Ketulusan bukan lah modus, antara cinta dan keikhlasan tentulah saling berdampingan. Ardian dengan telaten membantu Melati berdiri, ia papah tubuh langsing itu ke sofa ruang tengah.
Sesekali terdengaar ringisan dari bibir tipis itu. Ardi menatapnya iba, tak ada keluarga di sisinya, ibunya tinggal jauh di kota lain.
"Hati-hati! sini duduk lah biar aku ambilkan air minum untukmu! " Ardi melangkah kearah dapur, yang ada di rumah Melati. Ia mulai memanaskan air. Untuk membuat secangkir teh hangat. Ardi kembali keruang tengah membawa nampan yang berisi air putih dan teh. Tak lupa sepiring nasi hangat.
"Habiskan makanmu, setelah itu minum obatnya, jangan lupa minum teh hangatnya juga."
Melati melongo mendengar ucapan bosnya yang seperti raja Firaun yang sedang bertitah.
"Kok kamu jadi posesif gitu sih Ar? aku gak akan mati hanya karna luka kecil ini loh"
"Nurut ngapa Mel, Sakit aja kamu masih ngeyel"
Melati meringis melihat bos yang sekaligus temannya itu. Sesekali Melati melirik kearah Ardi, terkadang timbul rasa bersalah di hatinya, mengingat ketulusan Ardi.
Namun apalah daya, jika cinta tank mampu bermuara, ia pun tak kuasa untuk memaksa hatinya. Ardi juga cukup profesional, akan rasa yang ia miliki.
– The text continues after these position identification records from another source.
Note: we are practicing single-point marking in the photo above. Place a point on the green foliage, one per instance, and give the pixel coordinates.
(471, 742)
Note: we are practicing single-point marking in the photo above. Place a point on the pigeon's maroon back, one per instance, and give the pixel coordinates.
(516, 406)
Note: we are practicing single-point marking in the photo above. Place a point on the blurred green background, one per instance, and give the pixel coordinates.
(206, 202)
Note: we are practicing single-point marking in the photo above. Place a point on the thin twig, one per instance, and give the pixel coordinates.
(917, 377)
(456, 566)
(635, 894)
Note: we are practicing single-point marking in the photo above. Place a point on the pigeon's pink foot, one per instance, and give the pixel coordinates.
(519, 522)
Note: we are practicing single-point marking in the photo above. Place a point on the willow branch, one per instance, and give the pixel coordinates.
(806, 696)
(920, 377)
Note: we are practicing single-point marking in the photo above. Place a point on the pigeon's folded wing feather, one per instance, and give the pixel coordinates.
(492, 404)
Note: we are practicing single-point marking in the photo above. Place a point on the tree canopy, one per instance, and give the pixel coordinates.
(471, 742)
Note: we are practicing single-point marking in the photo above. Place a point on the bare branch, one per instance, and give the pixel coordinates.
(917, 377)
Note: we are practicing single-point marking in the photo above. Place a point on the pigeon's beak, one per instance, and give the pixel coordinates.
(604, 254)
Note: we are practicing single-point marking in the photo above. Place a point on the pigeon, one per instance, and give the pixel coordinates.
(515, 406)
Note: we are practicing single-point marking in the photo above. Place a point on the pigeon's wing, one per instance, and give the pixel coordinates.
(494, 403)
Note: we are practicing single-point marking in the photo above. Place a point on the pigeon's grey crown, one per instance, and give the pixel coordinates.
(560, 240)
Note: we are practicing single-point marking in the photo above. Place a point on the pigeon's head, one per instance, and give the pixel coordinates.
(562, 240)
Bagi Ardi, bisa berdekatan dan ngobrol bareng sudah cukup untuknya, karna ia paham betul, akan kerasnya cinta Melati terhadap kekasihnya.
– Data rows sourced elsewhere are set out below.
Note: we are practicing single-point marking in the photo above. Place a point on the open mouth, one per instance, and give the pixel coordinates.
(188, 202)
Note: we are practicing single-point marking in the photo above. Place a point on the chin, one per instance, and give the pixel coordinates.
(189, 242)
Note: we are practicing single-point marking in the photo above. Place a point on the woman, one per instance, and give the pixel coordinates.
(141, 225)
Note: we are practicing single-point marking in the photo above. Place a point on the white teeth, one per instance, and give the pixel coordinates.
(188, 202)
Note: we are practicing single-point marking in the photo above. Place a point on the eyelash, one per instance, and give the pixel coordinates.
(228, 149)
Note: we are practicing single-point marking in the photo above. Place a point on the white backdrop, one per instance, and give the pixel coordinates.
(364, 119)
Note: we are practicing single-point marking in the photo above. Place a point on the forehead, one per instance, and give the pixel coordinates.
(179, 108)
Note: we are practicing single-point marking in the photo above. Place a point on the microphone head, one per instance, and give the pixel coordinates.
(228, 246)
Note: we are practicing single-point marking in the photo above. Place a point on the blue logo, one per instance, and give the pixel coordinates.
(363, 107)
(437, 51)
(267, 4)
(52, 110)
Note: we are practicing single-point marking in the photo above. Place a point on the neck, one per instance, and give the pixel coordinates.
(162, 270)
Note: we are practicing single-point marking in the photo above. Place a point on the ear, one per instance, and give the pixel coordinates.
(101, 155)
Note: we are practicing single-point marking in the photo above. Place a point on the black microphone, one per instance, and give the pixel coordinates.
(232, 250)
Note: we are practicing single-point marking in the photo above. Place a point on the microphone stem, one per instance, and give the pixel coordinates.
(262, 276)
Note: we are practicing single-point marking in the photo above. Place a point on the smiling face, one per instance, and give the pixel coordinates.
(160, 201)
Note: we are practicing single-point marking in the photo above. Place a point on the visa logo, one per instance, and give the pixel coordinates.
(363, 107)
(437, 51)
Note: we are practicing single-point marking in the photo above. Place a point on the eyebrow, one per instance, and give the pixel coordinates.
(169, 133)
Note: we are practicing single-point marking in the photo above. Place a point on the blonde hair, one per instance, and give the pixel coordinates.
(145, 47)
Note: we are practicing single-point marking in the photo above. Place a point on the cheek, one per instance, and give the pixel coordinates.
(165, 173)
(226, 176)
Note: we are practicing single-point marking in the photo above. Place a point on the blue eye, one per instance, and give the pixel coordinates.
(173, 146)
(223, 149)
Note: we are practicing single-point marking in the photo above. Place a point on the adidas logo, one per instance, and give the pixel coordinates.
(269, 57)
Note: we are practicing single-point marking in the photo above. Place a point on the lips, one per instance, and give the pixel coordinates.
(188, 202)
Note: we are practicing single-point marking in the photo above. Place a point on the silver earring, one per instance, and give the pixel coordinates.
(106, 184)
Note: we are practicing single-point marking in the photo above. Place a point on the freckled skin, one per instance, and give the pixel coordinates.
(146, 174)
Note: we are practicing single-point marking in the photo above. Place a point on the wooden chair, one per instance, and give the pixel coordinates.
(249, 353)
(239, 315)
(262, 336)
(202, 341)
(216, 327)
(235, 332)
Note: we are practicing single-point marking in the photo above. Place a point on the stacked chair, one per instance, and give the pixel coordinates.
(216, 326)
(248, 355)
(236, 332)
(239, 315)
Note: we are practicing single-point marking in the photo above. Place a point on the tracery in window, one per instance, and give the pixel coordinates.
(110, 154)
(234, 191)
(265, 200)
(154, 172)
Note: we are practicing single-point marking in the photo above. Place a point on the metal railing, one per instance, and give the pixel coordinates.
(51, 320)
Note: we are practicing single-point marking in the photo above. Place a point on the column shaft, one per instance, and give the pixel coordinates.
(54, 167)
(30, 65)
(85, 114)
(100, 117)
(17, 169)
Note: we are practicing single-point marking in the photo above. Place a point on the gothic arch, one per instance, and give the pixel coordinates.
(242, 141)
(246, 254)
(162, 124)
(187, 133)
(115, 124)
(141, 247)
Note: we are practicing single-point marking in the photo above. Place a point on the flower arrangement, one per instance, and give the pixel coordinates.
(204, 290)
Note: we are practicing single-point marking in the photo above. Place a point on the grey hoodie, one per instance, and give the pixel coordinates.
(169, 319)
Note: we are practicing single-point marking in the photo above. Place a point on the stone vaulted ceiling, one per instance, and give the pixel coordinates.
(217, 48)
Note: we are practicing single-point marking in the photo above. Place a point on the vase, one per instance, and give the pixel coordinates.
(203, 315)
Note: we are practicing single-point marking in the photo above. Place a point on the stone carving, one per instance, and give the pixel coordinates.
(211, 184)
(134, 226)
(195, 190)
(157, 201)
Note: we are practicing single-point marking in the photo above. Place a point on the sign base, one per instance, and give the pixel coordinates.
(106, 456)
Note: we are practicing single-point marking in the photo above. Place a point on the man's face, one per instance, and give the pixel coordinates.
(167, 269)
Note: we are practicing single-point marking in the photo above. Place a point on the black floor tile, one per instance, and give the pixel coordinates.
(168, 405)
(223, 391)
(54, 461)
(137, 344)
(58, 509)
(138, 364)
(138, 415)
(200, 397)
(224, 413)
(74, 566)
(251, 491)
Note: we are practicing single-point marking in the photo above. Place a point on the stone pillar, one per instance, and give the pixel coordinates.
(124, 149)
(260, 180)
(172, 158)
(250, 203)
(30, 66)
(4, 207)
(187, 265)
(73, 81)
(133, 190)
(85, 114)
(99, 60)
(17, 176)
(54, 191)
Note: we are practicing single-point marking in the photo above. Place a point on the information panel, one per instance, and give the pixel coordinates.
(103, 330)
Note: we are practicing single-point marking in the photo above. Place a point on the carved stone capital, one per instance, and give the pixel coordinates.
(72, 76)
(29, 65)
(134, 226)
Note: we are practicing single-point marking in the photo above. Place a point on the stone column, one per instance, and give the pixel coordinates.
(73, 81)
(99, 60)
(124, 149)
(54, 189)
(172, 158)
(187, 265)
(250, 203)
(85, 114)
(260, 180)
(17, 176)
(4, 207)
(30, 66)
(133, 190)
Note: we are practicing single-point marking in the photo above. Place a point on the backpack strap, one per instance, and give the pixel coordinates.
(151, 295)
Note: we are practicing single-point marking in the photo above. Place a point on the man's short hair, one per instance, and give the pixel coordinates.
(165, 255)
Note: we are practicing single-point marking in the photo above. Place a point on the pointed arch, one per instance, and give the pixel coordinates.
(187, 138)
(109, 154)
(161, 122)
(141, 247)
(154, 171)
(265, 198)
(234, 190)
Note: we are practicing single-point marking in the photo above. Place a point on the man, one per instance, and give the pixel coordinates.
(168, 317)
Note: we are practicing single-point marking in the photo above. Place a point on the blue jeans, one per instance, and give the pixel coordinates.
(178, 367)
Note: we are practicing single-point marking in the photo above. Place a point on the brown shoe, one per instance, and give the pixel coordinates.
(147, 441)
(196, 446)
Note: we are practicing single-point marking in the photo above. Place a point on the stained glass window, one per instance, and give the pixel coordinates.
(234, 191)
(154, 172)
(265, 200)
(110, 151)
"Kamu gak pulang?, aku mau istirahat."
Aardi melotot, kearah Melati.
"Gila..! ada ya orang model kamu Mel, bukannya terima kasih malah ngusir"
Melati tertawa mendengar umpatan Ardi.
"Gak ngusir kok Ar, aku cuma nyuruh kamu pulang"
"sama aja cuma beda bahasa doang"
dengan gemes Ardi mencubit hidung bangir Melati.
"Ih. Kualat kamu kurang ajar sama orang tua!"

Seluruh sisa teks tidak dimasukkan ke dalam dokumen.